The accuracy at which developers find satisfaction changes as per the position and experience of the developer. While a student may get satisfied with the very first number, a data scientist may not be happy with the starting accuracy and might want to improve it further. I am not referring to this dissatisfaction. The point is that whatever may be accuracy the developer becomes happy with, it’s still a number that the development process produces itself. It does not need anything or anyone outside.
I am beginning to think that the novel pattern of closure in ML has a lot to do with the deployment gap.
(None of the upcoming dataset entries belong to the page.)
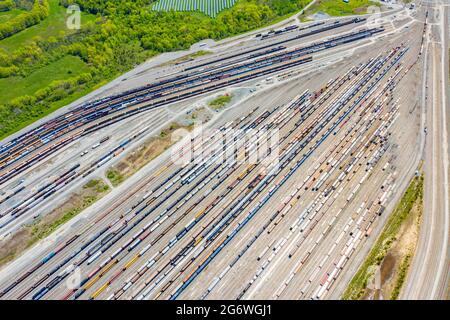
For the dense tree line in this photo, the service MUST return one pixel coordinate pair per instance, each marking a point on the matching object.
(6, 5)
(124, 34)
(38, 13)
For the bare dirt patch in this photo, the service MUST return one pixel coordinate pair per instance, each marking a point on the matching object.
(41, 228)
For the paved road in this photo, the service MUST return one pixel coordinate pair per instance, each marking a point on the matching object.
(428, 278)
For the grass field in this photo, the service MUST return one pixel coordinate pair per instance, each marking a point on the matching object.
(340, 8)
(8, 15)
(357, 287)
(51, 26)
(220, 102)
(64, 68)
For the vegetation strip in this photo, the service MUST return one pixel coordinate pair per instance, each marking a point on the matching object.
(358, 285)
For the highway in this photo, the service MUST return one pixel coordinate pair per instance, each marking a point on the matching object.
(428, 278)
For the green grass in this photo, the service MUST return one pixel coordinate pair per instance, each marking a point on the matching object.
(401, 277)
(53, 25)
(64, 68)
(339, 8)
(115, 177)
(220, 102)
(358, 284)
(8, 15)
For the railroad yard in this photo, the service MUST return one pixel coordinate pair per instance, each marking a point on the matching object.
(277, 194)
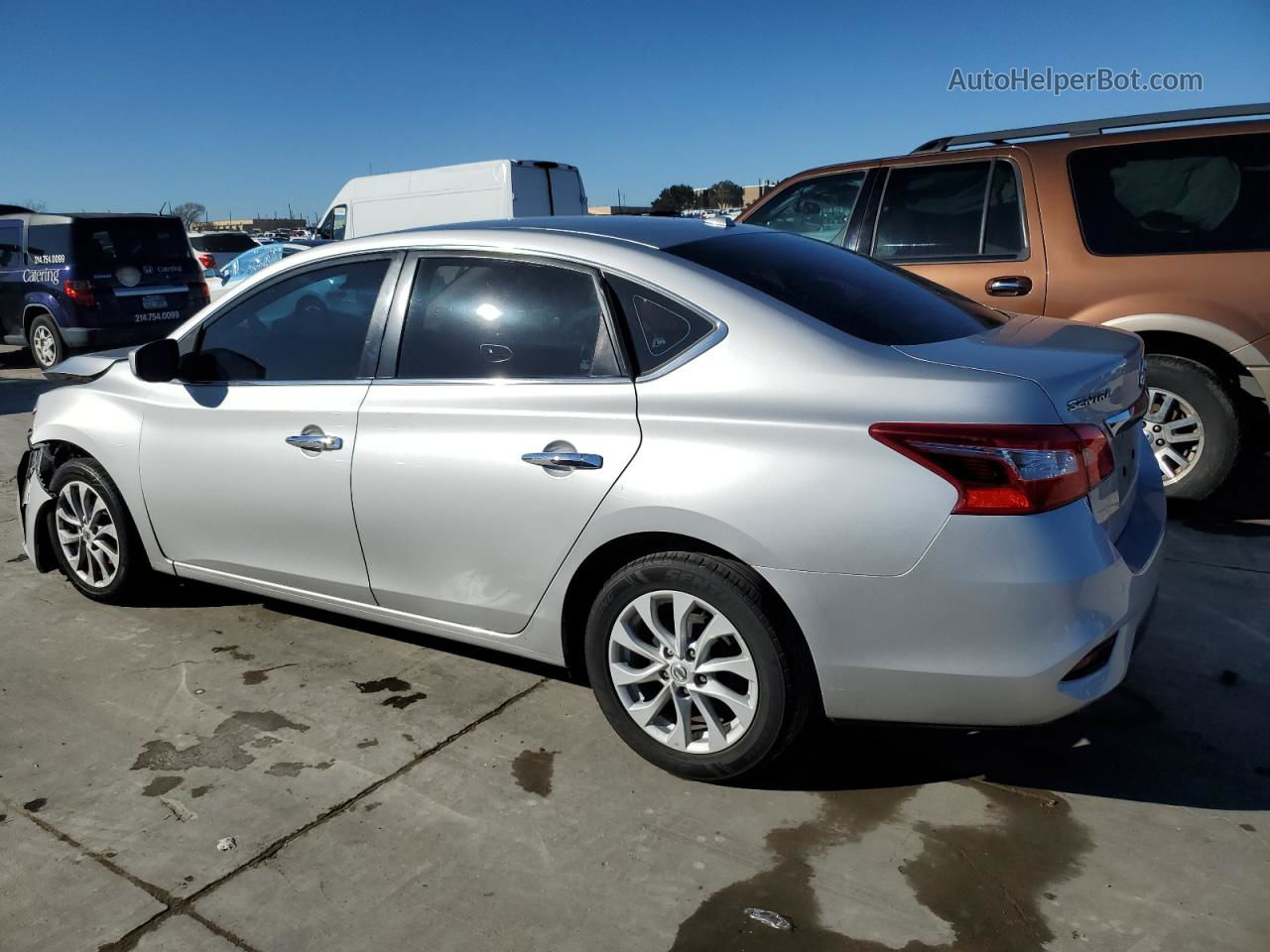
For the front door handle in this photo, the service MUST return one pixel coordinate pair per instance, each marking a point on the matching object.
(316, 442)
(566, 461)
(1010, 286)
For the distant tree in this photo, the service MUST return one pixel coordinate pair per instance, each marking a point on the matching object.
(189, 212)
(725, 194)
(675, 199)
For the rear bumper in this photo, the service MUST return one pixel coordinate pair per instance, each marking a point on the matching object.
(985, 626)
(118, 335)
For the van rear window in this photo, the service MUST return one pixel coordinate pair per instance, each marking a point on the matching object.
(861, 298)
(113, 241)
(1175, 195)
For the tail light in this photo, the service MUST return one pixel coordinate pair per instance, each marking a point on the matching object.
(1006, 470)
(80, 293)
(198, 294)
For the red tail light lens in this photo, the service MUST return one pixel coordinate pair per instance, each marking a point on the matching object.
(1006, 470)
(80, 293)
(198, 294)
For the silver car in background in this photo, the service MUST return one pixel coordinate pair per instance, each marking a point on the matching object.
(740, 477)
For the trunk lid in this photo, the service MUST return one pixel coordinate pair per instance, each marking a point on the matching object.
(1091, 375)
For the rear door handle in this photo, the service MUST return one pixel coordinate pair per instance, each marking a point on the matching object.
(316, 442)
(566, 461)
(1008, 286)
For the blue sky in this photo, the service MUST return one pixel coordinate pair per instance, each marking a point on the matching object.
(250, 105)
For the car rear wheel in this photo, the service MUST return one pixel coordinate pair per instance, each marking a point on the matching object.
(93, 535)
(1192, 424)
(46, 343)
(688, 664)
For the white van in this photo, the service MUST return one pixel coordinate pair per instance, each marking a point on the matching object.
(504, 188)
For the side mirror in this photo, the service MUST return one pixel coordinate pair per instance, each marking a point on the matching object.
(155, 362)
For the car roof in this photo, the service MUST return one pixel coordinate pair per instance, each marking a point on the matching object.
(651, 231)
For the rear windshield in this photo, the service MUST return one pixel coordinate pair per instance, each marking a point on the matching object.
(223, 244)
(861, 298)
(113, 241)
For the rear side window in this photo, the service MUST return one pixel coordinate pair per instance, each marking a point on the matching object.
(657, 327)
(10, 244)
(952, 211)
(489, 318)
(1176, 197)
(108, 243)
(49, 244)
(820, 207)
(851, 294)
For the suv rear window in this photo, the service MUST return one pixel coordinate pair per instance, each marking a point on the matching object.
(222, 244)
(1174, 197)
(107, 243)
(865, 298)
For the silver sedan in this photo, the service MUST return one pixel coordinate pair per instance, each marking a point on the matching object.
(738, 477)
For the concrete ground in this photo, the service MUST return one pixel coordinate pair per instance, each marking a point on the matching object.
(209, 772)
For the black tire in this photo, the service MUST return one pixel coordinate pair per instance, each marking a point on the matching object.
(40, 325)
(785, 680)
(1214, 405)
(132, 565)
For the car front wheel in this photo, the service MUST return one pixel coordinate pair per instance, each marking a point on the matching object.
(689, 665)
(46, 343)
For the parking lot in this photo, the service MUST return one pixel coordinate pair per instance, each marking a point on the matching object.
(209, 772)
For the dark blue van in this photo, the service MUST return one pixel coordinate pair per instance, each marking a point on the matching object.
(93, 282)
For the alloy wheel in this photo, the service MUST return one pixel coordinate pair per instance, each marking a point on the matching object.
(684, 671)
(44, 345)
(1175, 433)
(87, 535)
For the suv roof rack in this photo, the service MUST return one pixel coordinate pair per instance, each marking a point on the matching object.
(1093, 127)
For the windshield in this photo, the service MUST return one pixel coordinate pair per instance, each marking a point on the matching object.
(112, 241)
(861, 298)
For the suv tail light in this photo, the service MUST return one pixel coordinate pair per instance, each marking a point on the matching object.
(80, 293)
(198, 294)
(1006, 468)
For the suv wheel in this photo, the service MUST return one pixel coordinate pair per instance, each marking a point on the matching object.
(689, 667)
(46, 341)
(93, 536)
(1192, 424)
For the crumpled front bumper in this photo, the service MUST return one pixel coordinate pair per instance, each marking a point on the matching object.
(32, 499)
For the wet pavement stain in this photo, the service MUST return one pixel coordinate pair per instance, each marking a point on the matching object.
(403, 701)
(983, 881)
(162, 784)
(373, 687)
(534, 770)
(261, 675)
(293, 769)
(222, 749)
(234, 653)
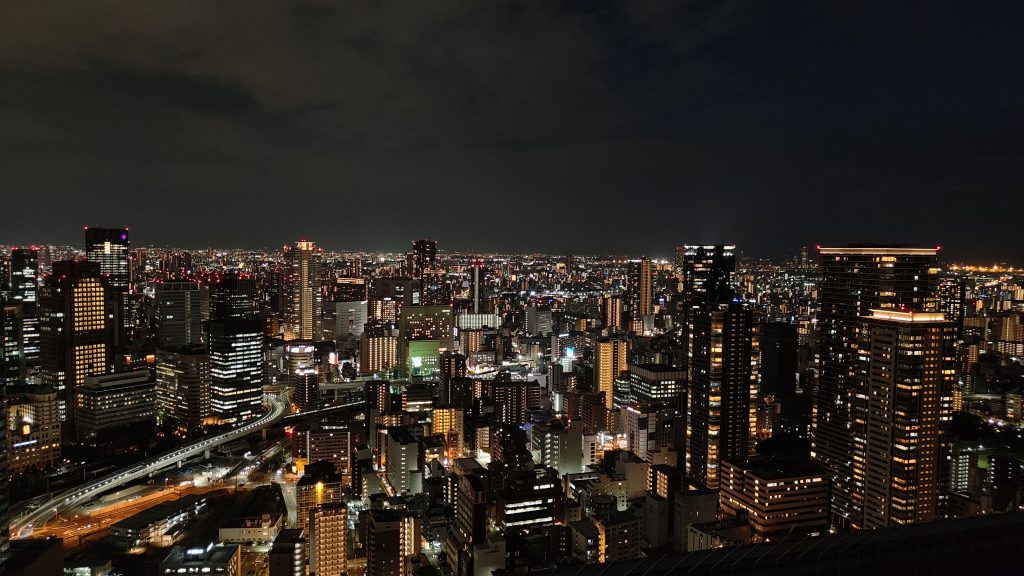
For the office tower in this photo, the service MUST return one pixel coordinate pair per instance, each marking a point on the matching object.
(115, 401)
(639, 292)
(350, 318)
(329, 539)
(657, 383)
(401, 461)
(11, 344)
(236, 346)
(301, 291)
(781, 498)
(854, 281)
(288, 554)
(723, 373)
(910, 376)
(539, 320)
(305, 387)
(4, 492)
(558, 445)
(778, 359)
(332, 442)
(391, 537)
(25, 290)
(611, 312)
(434, 288)
(182, 307)
(423, 257)
(112, 249)
(183, 384)
(77, 331)
(378, 348)
(449, 422)
(33, 423)
(619, 537)
(610, 359)
(513, 399)
(530, 497)
(709, 274)
(476, 280)
(232, 294)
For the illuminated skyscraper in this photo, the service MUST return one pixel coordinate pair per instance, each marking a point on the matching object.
(639, 292)
(709, 274)
(183, 387)
(232, 294)
(111, 247)
(182, 306)
(854, 281)
(329, 539)
(25, 289)
(723, 373)
(612, 313)
(423, 256)
(910, 375)
(236, 369)
(302, 297)
(77, 331)
(610, 360)
(11, 344)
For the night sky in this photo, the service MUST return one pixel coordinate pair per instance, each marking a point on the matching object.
(586, 127)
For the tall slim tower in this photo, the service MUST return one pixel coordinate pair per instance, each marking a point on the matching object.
(423, 256)
(853, 282)
(302, 293)
(111, 247)
(724, 355)
(910, 376)
(610, 360)
(77, 331)
(236, 369)
(709, 274)
(25, 289)
(639, 292)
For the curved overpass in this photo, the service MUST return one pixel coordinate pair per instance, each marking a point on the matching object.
(74, 496)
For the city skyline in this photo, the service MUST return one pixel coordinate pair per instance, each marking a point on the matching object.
(771, 127)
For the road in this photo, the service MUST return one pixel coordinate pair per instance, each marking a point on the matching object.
(22, 527)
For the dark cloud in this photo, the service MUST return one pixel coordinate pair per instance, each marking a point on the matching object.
(562, 126)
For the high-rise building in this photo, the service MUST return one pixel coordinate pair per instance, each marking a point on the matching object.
(854, 281)
(77, 330)
(611, 312)
(302, 294)
(778, 359)
(183, 384)
(182, 307)
(723, 344)
(610, 360)
(910, 376)
(709, 274)
(329, 539)
(25, 290)
(232, 294)
(639, 292)
(12, 369)
(33, 428)
(391, 537)
(112, 249)
(236, 369)
(780, 498)
(118, 400)
(378, 348)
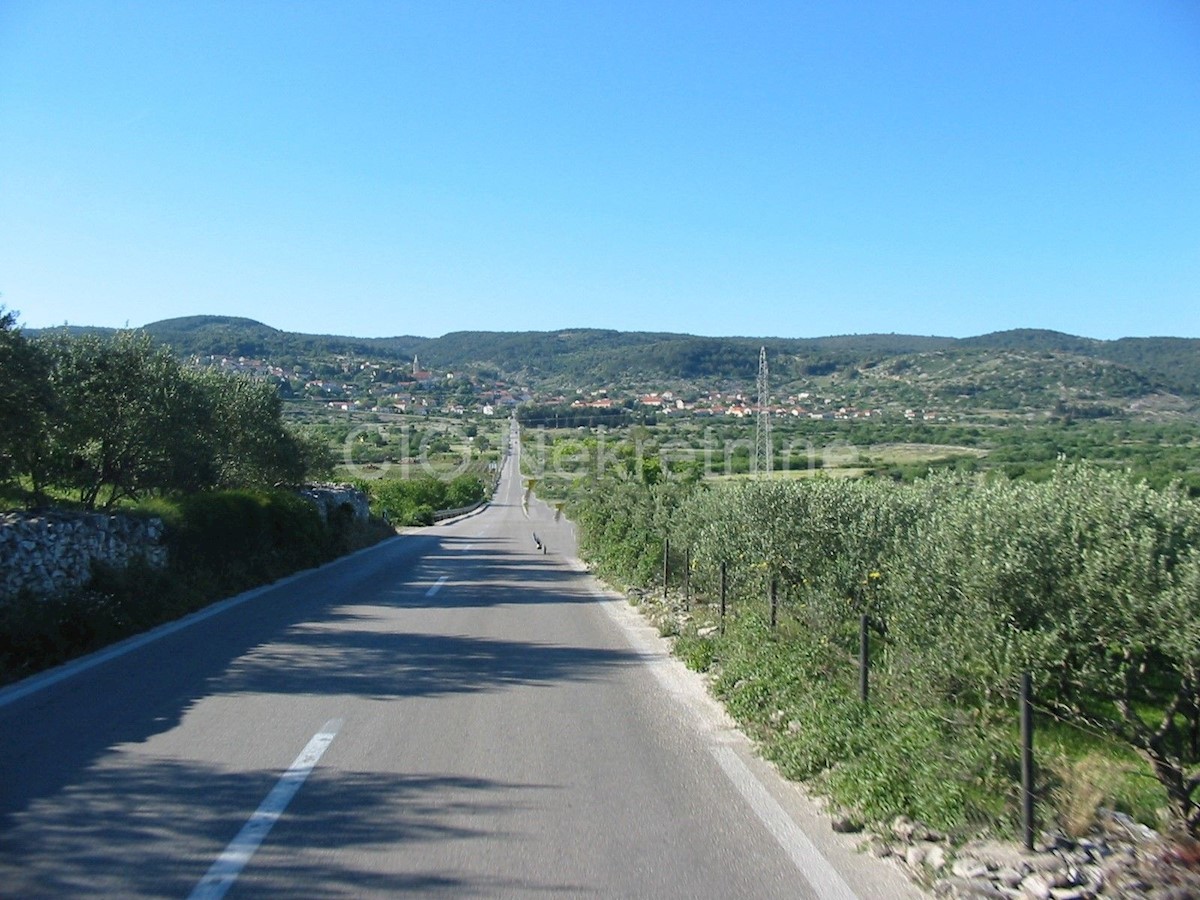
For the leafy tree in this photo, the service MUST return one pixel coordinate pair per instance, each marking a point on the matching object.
(129, 420)
(25, 407)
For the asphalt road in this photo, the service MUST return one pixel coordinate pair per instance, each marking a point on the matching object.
(450, 713)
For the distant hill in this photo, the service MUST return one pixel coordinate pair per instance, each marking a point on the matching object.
(1032, 364)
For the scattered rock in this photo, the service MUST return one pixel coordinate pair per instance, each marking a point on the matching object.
(846, 823)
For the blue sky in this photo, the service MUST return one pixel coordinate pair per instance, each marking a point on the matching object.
(726, 168)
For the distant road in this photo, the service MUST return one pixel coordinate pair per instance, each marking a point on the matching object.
(451, 713)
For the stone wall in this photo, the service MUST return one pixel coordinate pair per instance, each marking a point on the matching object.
(47, 552)
(330, 498)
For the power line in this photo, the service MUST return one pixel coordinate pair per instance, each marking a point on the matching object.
(762, 448)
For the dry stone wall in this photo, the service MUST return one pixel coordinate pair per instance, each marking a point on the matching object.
(48, 552)
(330, 498)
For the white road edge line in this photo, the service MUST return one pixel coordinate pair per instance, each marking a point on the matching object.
(69, 670)
(805, 856)
(225, 871)
(804, 853)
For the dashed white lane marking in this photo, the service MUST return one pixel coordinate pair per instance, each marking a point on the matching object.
(225, 871)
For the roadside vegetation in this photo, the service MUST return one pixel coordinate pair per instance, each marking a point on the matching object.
(117, 424)
(1087, 579)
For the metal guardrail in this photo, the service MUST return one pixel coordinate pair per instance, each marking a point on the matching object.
(461, 511)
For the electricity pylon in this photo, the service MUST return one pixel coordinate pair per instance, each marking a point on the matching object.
(762, 448)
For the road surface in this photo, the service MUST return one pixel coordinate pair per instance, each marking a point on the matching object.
(450, 713)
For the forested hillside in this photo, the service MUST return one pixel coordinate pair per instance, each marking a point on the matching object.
(1042, 366)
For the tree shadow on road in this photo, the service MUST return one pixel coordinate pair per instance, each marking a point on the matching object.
(127, 829)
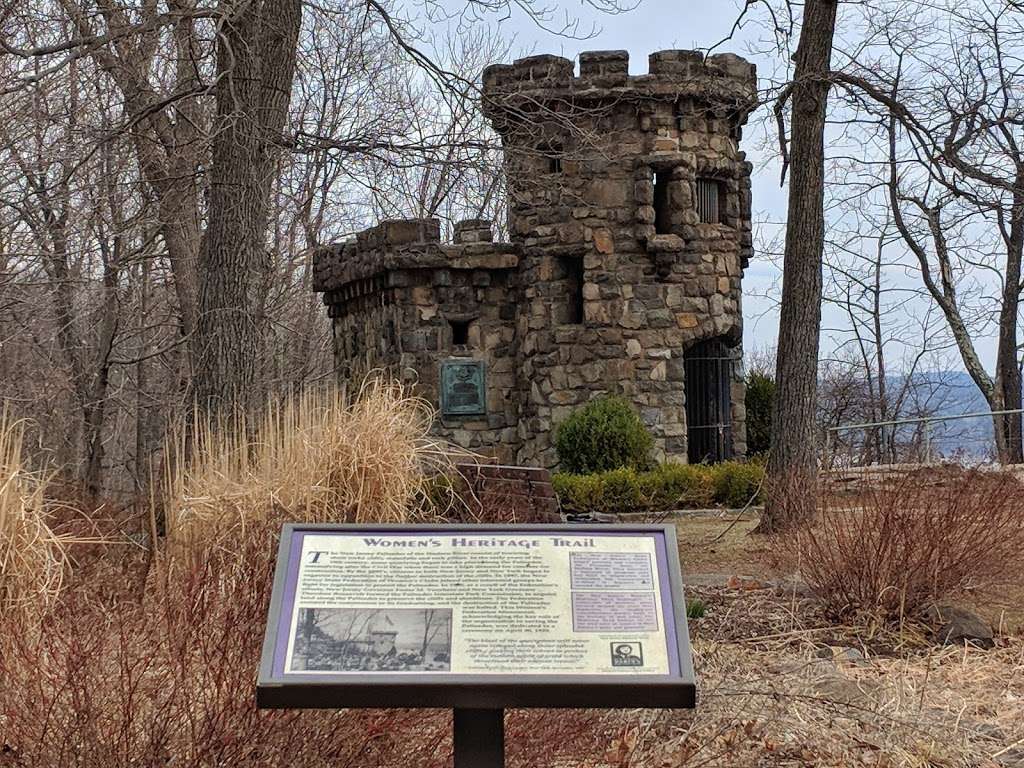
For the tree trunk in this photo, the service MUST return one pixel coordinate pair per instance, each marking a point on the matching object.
(793, 462)
(255, 66)
(1008, 373)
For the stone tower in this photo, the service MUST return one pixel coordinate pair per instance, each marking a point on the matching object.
(629, 208)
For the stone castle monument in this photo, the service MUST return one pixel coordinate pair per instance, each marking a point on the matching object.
(629, 212)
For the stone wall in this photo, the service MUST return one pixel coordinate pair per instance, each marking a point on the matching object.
(653, 283)
(395, 295)
(630, 219)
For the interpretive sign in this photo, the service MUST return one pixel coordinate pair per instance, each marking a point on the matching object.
(463, 388)
(476, 616)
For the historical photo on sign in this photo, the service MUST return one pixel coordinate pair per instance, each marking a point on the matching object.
(373, 640)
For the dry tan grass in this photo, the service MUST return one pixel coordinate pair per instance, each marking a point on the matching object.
(313, 457)
(33, 560)
(779, 687)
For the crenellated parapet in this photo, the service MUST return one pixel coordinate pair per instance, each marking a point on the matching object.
(722, 81)
(394, 246)
(629, 209)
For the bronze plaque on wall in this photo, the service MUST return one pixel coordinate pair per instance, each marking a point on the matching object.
(464, 389)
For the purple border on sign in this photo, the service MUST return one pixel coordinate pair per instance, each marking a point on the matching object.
(295, 556)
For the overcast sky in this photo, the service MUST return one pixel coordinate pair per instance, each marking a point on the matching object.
(658, 25)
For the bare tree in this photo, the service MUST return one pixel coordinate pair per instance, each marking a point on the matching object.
(793, 460)
(948, 122)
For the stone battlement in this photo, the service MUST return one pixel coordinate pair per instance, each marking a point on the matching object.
(396, 245)
(720, 79)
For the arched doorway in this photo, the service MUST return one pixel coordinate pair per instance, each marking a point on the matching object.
(709, 368)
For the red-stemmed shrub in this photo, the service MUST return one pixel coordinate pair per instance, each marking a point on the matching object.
(908, 541)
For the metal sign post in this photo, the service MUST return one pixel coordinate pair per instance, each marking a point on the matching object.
(477, 619)
(478, 736)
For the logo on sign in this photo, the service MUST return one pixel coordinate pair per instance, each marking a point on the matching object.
(627, 654)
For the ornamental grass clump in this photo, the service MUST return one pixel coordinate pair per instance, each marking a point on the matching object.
(33, 561)
(315, 457)
(604, 434)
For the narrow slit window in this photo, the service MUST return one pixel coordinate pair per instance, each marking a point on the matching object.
(460, 333)
(711, 201)
(553, 158)
(572, 267)
(662, 217)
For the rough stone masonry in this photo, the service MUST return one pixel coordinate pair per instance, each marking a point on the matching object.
(629, 206)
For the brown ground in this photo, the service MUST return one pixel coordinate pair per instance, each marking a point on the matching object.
(716, 548)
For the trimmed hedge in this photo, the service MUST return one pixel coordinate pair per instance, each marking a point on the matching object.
(666, 487)
(604, 434)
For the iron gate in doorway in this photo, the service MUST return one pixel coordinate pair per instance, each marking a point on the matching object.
(708, 367)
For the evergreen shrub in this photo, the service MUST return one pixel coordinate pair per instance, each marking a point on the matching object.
(604, 434)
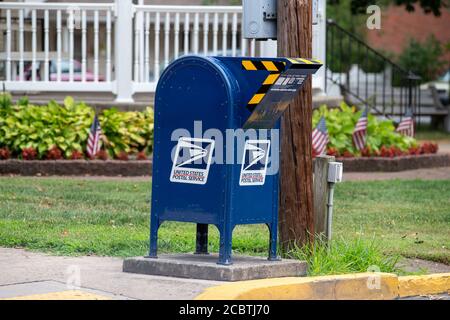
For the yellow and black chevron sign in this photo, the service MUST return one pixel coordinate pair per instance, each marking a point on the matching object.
(267, 65)
(304, 61)
(274, 67)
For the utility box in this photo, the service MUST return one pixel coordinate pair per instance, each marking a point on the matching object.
(216, 144)
(259, 19)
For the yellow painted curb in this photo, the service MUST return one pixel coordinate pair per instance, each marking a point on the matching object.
(63, 295)
(424, 285)
(351, 286)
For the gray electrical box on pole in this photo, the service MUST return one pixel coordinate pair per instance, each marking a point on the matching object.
(259, 19)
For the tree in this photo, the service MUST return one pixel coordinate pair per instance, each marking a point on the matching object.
(296, 217)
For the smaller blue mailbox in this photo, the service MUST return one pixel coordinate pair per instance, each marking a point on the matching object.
(204, 176)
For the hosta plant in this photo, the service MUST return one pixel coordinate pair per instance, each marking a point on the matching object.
(381, 134)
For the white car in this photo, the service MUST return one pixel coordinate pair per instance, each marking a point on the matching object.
(442, 85)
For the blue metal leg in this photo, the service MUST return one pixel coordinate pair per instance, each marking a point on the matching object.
(273, 230)
(226, 234)
(201, 246)
(154, 226)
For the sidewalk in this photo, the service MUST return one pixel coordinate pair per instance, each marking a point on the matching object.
(27, 273)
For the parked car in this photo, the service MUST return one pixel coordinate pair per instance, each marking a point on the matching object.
(65, 72)
(442, 85)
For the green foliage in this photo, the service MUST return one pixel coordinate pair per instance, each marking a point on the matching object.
(344, 256)
(42, 128)
(341, 123)
(423, 59)
(128, 132)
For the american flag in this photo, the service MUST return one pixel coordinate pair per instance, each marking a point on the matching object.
(359, 133)
(94, 143)
(406, 126)
(320, 137)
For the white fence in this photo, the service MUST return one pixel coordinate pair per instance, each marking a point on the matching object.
(119, 47)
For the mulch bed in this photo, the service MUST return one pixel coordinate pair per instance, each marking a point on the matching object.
(378, 164)
(133, 168)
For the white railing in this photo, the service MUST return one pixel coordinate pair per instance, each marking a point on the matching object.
(118, 47)
(164, 33)
(52, 66)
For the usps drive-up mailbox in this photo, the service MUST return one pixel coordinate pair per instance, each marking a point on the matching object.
(216, 144)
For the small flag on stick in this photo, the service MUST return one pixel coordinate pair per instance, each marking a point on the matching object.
(94, 143)
(406, 126)
(360, 131)
(320, 137)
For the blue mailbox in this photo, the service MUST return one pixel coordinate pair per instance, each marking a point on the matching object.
(194, 177)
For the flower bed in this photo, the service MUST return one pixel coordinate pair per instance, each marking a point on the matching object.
(381, 139)
(56, 132)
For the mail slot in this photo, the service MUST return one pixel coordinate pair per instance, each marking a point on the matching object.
(216, 144)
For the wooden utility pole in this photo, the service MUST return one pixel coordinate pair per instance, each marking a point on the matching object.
(296, 217)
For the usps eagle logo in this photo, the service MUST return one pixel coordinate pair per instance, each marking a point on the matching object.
(254, 162)
(192, 160)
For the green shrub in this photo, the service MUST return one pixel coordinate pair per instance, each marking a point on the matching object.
(66, 127)
(341, 123)
(128, 132)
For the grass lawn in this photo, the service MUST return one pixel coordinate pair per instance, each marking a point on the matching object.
(110, 217)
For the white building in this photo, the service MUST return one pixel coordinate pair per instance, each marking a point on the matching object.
(119, 47)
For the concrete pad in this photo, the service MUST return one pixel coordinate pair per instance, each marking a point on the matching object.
(102, 274)
(206, 267)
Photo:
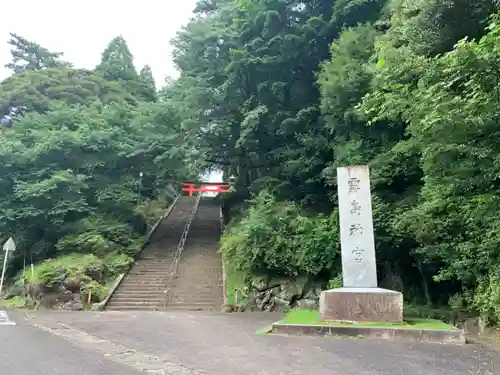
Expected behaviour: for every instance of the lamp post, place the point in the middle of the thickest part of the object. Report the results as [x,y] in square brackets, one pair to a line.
[10,245]
[140,188]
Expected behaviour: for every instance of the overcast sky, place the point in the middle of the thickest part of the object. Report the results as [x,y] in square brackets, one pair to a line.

The accuracy is a deceptive measure of the usefulness of a ML system. The accuracy may well be 95%, but the real important issue is the cost of the 5% error. For example, what is the cost of not detecting 5% cancers? And even more importantly, what can we do, going beyond ML that can prevent this error, or at least reduce the cost considerably?
Somehow in ML, the developers are psychologically separated from this stage in the life of their program. Their closure comes much earlier, at the end of the model training. I call this the ‘Open Loop of ML’. Imagine that you are the user of a ML system. The maker of the system has given you something with 98% accuracy, but you can’t quite figure out how to use it.
There are two reasons why you find it hard to use this system. One is the cost of the error. I have written an entire article on the consequences of error . We won’t go into those details now, but it’s easy to see that the costs of even a few errors can be significant. But the major reason for your inability to use it is quite different. You do not know where exactly this 2% error is. In the thousands of images that you submitted, which ones are those that the model couldn’t quite ‘get’? Of course there are other measures such as confidence, but my suspicion is that answering this question will require much more than another magic number.
More than any numbers, we will need a different mindset. The mindset to close the loop, which might require looking beyond ML, but still extract all possible help from it.
In this article, I have tried to define the problem that I have seen up close. Few solutions have occurred to me, some of which I have tried in practice. But that will have to wait for another article.